Per spiegare quel che è accaduto i malpensanti sospettano che Panorama abbia parlato a nuora perché suocera ascolti. Nel mirino non ci sarebbe affatto Maiolini, “usato” senza ritegno, ma i due magistrati, Messineo e Lari.
La carambola, dunque, è stata confezionata “altrove”? Dove?
Troppo complicato. Nelle indagini classiche, ed è meglio non allontanarsi dalle consuetudini canoniche, si cerca il movente per arrivare all’autore dei misfatto. Messineo e Lari sono fuori gioco entrambi grazie alla carambola, ed al loro posto arriveranno altri magistrati in ruoli chiave dell’amministrazione giudiziaria siciliana.
Chi?
Si fanno pochi nomi, che non sarebbe giusto in questo contesto indicare, per evitare indebiti accostamenti.
Una ipotesi di qualche rilevanza può essere formulata, “a latere” di ciò che finora abbiamo scritto.

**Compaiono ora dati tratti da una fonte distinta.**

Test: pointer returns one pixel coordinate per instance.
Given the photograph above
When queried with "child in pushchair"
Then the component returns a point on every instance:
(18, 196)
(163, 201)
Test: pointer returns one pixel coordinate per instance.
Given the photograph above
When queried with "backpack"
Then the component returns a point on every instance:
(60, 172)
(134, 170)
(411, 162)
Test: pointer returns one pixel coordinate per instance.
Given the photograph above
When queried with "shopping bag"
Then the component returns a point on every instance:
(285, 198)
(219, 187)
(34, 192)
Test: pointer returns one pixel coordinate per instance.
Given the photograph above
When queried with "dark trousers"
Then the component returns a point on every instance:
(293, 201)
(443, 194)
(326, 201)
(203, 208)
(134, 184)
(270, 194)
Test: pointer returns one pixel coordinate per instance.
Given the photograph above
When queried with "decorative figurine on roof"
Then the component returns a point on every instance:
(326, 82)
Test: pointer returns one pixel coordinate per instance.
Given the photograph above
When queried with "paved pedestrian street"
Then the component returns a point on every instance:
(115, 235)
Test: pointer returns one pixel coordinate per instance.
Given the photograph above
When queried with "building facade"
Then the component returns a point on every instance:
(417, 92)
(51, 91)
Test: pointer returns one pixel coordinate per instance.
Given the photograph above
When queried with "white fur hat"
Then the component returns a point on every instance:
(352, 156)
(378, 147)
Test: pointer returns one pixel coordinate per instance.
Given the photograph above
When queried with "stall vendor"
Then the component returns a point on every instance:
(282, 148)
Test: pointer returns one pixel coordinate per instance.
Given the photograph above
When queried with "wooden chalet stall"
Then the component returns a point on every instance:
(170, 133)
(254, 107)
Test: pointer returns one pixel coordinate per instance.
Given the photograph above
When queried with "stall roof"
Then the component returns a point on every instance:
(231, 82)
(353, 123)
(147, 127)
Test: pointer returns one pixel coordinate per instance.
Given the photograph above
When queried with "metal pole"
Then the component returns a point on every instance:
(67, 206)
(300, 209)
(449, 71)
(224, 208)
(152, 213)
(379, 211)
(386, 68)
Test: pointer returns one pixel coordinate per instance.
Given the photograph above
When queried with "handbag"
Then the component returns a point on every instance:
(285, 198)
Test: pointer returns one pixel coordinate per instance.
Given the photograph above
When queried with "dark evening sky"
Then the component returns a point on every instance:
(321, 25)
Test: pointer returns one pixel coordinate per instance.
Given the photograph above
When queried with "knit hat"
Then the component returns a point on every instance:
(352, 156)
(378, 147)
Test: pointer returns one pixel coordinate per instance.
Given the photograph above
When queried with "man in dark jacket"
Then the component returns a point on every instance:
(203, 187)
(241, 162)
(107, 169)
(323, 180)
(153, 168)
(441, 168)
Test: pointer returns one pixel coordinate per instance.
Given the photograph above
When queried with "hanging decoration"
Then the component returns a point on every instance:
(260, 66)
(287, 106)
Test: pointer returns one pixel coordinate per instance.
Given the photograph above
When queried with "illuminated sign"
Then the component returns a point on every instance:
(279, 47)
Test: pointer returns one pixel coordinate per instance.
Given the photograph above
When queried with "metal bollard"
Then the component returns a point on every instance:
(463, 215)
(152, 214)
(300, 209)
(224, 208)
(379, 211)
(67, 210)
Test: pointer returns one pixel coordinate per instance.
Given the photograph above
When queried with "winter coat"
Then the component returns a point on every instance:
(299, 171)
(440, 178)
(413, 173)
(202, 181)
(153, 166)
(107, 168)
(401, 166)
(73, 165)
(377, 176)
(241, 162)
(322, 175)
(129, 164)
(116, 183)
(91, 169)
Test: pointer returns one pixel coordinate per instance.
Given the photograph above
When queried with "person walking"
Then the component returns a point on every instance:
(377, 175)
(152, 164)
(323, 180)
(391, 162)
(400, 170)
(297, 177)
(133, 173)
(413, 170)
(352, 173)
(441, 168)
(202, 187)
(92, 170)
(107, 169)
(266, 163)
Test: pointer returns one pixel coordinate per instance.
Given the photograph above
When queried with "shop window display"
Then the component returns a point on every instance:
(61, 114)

Per azzardarla occorre tenere in conto le due anime della giustizia palermitana, rappresentate, semplificando banalmente, dall’ala ingroiana – quella che ha perorato la causa delle intercettazioni sula trattativa Mafia-Stato, chiamando in causa anche il presidente della Repubblica, e l’area moderata, garantista, che non tiene mai la spada nel fodero, per citare l’espressione di un alto magistrato in occasionedell’inaugurazione dell’anno giudiziario.
Da una parte i magistrati che hanno una missione da svolgere, e tutte le strade sono buone per raggiungere il risultato, e gli altri, che si affidano alla verità processuale e preferiscono non uscire dal seminato. La politica da una parte, la magistratura dall’altra.
Non è che le cose stiano così nella realtà, ma le tendenze sono queste, non altre. E vanno capite per esplorare il contesto.
Messineo ha cercato di guadagnare la centralità fra le due anime senza riuscirci. Lari, a Caltanissetta, avrebbe voluto restare fuori dalle controversie palermitane. Anche per lui fatica sprecata. E’ stato sfiorato dal caso Maiolini. Il suo pregevole lavoro sulla strage Borsellino è una cedola assicurativa.
Il Palazzo di giustizia di Palermo, però, è tornato “palazzo dei veleni”, come negli anni Novanta, quando imperversavano i corvi e le lettere anonime e la guerra fra toghe seminava panico. La prima commissione del Consiglio superiore della magistratura, che si occupa dei trasferimenti per incompatibilita’ ambientale i giudici e Pm, ha aperto un fascicolo sul Procuratore capo di Palermo Francesco Messineo, indagato a Caltanissetta per violazione di segreto istruttorio.
Le prossime “mosse” ci aiuteranno a capire. Sarà oltremodo istruttivo.